Hasret yeli.
Elim boğazımı sertçe sıvazlarken dudaklarımdan kaçan soluğumu bir o kadar sessiz firar ettirdim. Harelerimin önündeki karanlık dağılmaz olmuş, diğer elim tül perdeyi kenara çekerek kavramışken camın ardından eve yerleşmiş karanlık ile laciverte boyanan geceyi izliyordum. Aslında buna keyfi bir izlemede denemez, kaburgalarımın altına yerleşmiş o yoğun ve boğucu hisler ile kaçış yolu arıyor da olabilirdim. Ki buna bir o kadar da eminim.

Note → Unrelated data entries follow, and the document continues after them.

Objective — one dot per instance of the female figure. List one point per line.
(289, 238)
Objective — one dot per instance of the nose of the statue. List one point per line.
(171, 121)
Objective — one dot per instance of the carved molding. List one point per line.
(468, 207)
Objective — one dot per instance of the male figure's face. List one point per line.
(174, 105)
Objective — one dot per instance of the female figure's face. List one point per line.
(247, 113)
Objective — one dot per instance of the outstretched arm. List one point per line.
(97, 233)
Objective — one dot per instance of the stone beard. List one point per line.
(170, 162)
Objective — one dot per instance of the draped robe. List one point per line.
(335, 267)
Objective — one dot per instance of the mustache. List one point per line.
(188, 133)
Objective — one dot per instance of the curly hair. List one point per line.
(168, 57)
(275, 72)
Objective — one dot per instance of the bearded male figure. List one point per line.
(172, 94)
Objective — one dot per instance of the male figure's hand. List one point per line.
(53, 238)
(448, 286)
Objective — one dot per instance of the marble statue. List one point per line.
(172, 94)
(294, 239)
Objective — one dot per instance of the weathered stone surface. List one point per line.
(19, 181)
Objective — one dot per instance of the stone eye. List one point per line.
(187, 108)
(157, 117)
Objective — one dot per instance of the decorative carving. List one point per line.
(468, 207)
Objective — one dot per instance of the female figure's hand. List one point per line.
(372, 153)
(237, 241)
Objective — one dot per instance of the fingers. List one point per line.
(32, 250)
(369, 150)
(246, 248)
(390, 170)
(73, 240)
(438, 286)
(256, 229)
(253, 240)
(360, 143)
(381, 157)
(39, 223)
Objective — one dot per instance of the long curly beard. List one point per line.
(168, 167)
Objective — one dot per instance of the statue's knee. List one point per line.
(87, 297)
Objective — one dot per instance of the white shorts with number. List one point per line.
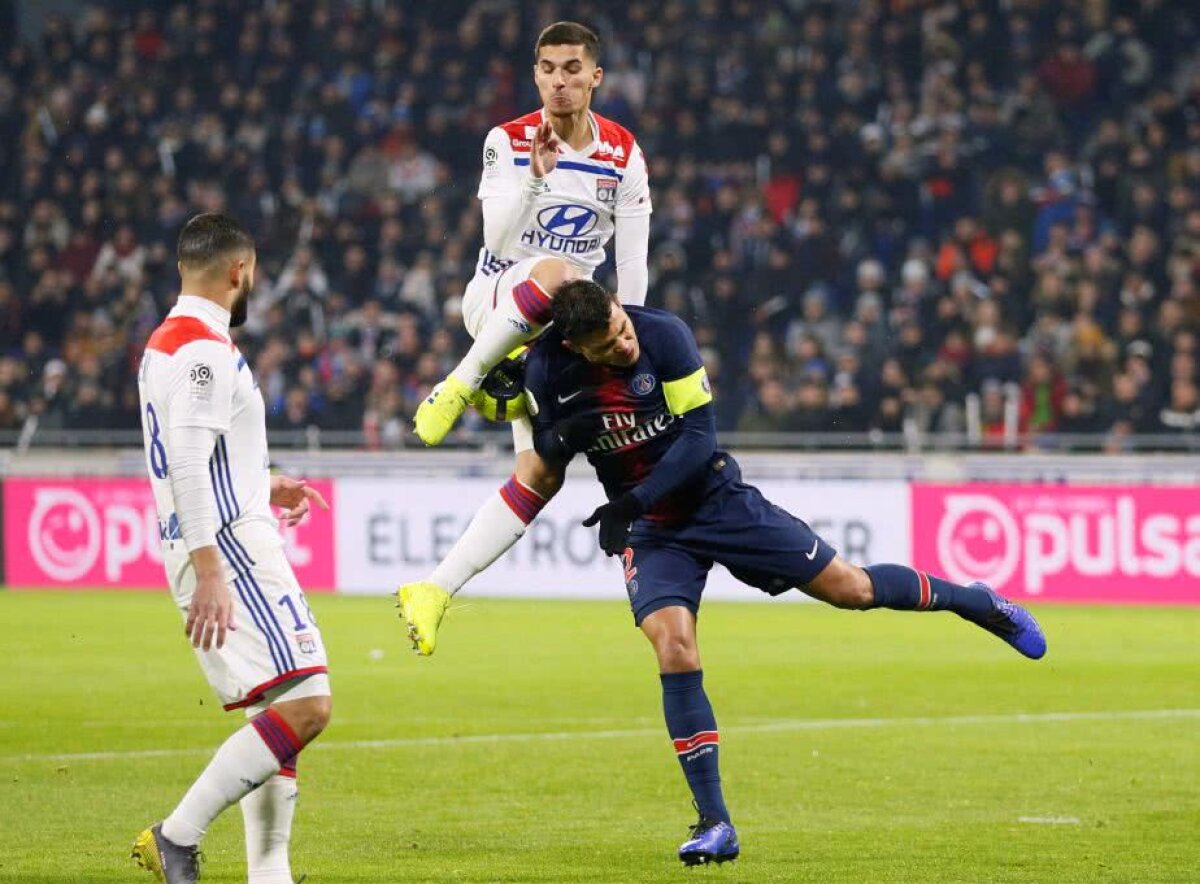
(276, 639)
(485, 293)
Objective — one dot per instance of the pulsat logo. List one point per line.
(568, 221)
(1067, 541)
(978, 540)
(64, 534)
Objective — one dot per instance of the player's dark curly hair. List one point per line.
(581, 307)
(569, 34)
(209, 236)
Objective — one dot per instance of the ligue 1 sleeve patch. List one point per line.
(201, 382)
(606, 190)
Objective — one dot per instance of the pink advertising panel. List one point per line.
(103, 533)
(1122, 545)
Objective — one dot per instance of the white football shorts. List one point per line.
(276, 641)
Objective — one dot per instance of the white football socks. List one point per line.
(268, 813)
(497, 524)
(515, 320)
(243, 763)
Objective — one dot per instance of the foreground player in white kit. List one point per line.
(205, 444)
(556, 186)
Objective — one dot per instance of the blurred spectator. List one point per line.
(867, 211)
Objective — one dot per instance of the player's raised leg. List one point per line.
(693, 729)
(904, 588)
(499, 523)
(521, 311)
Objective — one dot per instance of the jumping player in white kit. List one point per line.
(557, 185)
(204, 432)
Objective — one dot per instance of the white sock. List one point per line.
(268, 813)
(514, 322)
(243, 763)
(498, 524)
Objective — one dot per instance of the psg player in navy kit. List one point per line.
(627, 388)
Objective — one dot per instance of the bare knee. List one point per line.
(672, 632)
(844, 585)
(535, 474)
(677, 654)
(552, 272)
(306, 716)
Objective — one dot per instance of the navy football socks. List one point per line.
(903, 588)
(693, 727)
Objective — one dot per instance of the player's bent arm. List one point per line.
(508, 194)
(190, 483)
(631, 250)
(688, 453)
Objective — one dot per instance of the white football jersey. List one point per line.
(193, 376)
(588, 190)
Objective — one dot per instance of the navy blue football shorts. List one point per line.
(762, 545)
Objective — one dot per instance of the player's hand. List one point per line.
(616, 519)
(544, 152)
(210, 614)
(293, 494)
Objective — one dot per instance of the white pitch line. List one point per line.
(786, 725)
(1050, 821)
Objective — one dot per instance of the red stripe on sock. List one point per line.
(705, 738)
(533, 302)
(277, 734)
(525, 501)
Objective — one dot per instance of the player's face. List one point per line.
(240, 307)
(565, 77)
(616, 346)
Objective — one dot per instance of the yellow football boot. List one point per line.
(423, 606)
(169, 863)
(441, 410)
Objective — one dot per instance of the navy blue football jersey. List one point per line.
(636, 410)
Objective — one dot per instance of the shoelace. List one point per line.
(701, 827)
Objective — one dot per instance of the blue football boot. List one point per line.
(1015, 625)
(712, 841)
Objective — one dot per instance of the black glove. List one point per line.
(616, 519)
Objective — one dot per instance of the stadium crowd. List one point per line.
(867, 210)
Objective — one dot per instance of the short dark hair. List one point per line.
(581, 307)
(209, 236)
(569, 34)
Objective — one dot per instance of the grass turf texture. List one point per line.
(565, 799)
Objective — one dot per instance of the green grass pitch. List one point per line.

İçime doldurduğum derin nefes ile sanki camın ardından ciğerlerime kadar sızıyordu soğuk. Perdeyi tutan parmaklarım üşümeye başlamış bu tüm bedenime yayılırken boynumu sıvazlayan elim enseme kaydığında hafifçe ovarak boynuma yeniden tutunmuştu. Gözlerim uykusuzluktan sızlıyordu, günün, hatta günlerin yorgunluğu ile bir kenara geçip uyumayı isterdim lakin gözlerimi dinlendirmek için dahi kapatamıyordum. Her an bir şey olacak düşüncesi ile sürekli etrafı kontrol ediyordum. Ve bu iki gün önce olan okul çıkışındaki saldırı ile beni daha da diken üstünde hissettirmenin ilerisine götürüyordu.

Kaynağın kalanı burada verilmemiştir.